DBP Eş Genel Başkanı Saliha Aydeniz, ulusal birliğin önemine vurgu yaparak, katılımcılara burada olmalarının birliğe yönelik verilen en anlamlı cevap olduğunu söyledi. İktidarların yüzyıllardır Kürtlerin dili, dini, kültürlerini, kimliklerini inkar etme üzerinden varlıklarını koruduğunu belirten Aydeniz, “Tek politikaları Kürt halkını tavsiyesi, Kürt halkının yok etmek üzerinden yürütüyorlar. Kürt halkı bu inkar imha politikalara karşı yüzyıllardır direniyor. Kürt halkı hiçbir politikanıza karşı baş eğmeyecektir. Kürt halkı din, kimlik, din birlikte yaşama mücadelesi veriyor. Her dört parçada Kürtler elli milyonu geçiyor. Kürt halkı kendi kararını verecek niteliğe de kararlığı da sahip” diye belirtti. 

İMRALI KAPILARI AÇILMALI

Türkiye’de yaşanan tüm krizlerinin temelinde Kürt sorunundan kaynaklandığını belirten Aydeniz, Kürt sorunu çözülmeden, hiçbir sorunun çözülmeyeceğini kaydetti. Aydeniz, “Kürt sorunu var. Kürt sorunu çözülmeden hiçbir sorunun çözülmeyeceğini belirtti. Tek adam rejimine karşı; demokratik bir mücadele ile birliğimizi oluşturmak zorundayız. Demokratik bir Türkiye’nin temelini Abdullah Öcalan perspektifleriyle ortaya  koymuştur. Bu nedenledir ki; tecrit günden güne derinleşiyor. Biliyorlar Abdullah Öcalan konuştuğunda demokrasi, özgürlük konuşuluyor. Abdullah Öcalan tecrit, işkence, altında dahi rolünü oynamıştır. Abdullah Öcalan var olan bütün krizlere yönelik fırsat verilseydi bu sorunu ‘bir haftada çözebilirim’ dedi. Ancak hiçbir şekilde görüşülmedi. Aksine gittikçe tecrit derinleştirildi. Tüm sorunların tek çözümü barıştır. Tek çözüm İmralı kapılarının açılmasıdır. Çözüm Avrupa değil, Rusya değil, Abdullah Öcalan üzerindeki tecridin kaldırılmasıyla mümkündür” diye belirti. 

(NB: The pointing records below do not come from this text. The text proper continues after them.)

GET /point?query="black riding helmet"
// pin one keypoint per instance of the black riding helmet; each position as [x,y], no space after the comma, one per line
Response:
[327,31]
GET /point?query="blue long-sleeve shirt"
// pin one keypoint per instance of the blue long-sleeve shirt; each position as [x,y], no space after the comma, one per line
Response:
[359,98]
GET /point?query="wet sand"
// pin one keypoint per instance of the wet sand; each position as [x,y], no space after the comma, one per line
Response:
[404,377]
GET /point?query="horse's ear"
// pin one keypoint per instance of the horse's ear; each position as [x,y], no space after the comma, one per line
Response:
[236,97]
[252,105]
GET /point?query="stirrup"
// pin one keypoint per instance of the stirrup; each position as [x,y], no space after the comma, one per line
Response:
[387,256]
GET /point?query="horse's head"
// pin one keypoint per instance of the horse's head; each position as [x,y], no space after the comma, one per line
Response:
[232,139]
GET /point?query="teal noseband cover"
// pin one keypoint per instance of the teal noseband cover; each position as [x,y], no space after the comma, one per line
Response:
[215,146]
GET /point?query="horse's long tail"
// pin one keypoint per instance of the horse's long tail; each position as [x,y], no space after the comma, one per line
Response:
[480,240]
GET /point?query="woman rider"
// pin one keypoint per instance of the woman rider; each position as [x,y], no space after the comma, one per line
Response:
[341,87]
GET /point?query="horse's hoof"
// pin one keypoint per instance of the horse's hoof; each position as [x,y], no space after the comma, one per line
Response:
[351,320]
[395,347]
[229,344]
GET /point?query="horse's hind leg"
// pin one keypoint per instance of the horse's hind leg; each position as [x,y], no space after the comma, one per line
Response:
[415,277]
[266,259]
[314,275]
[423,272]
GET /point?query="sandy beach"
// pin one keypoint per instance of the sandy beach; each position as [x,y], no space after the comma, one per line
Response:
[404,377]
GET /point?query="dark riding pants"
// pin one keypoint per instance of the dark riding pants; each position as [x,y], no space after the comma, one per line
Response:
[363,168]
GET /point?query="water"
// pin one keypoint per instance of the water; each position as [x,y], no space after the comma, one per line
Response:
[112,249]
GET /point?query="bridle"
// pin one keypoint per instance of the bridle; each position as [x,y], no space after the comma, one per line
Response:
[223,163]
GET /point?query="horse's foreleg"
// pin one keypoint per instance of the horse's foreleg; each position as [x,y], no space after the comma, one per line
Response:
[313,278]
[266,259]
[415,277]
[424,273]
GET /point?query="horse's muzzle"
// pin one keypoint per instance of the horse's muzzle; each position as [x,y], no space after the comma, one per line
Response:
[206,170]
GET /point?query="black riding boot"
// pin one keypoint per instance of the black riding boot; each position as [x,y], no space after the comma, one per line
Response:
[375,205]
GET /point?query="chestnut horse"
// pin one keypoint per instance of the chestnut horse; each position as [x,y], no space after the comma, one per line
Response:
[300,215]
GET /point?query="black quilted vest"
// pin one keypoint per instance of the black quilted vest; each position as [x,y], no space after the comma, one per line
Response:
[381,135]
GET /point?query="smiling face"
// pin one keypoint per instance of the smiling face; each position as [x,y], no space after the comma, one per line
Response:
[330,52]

İNKAR POLİTİKALARI SONUÇ VERMEDİ

Türkiye cezaevlerinde siyasi tutsaklara yönelik hak ihlallerinin artarak devam etiğini kaydeden Aydeniz, “ Cezaevleri işkence hanelere dönüşmüş. Cezaevlerinde her gün ölüm haberleri, intihar haberleri geliyor. İktidarın elinde sadece zülüm aygıtları kalmıştır. Bundan dolayı içerde dışarda zülüm ediyor. Baskı uyguluyor. İşkenceye rağmen her koşulda cezaevlerinde direnen tutsaklara sizlerin huzurunda selamlarımızı yolluyoruz. İnkar, imha, işkenceyle politikalarınız hiçbir dönem sonuç vermedi. Vermeyecek” ifadelerini kullandı.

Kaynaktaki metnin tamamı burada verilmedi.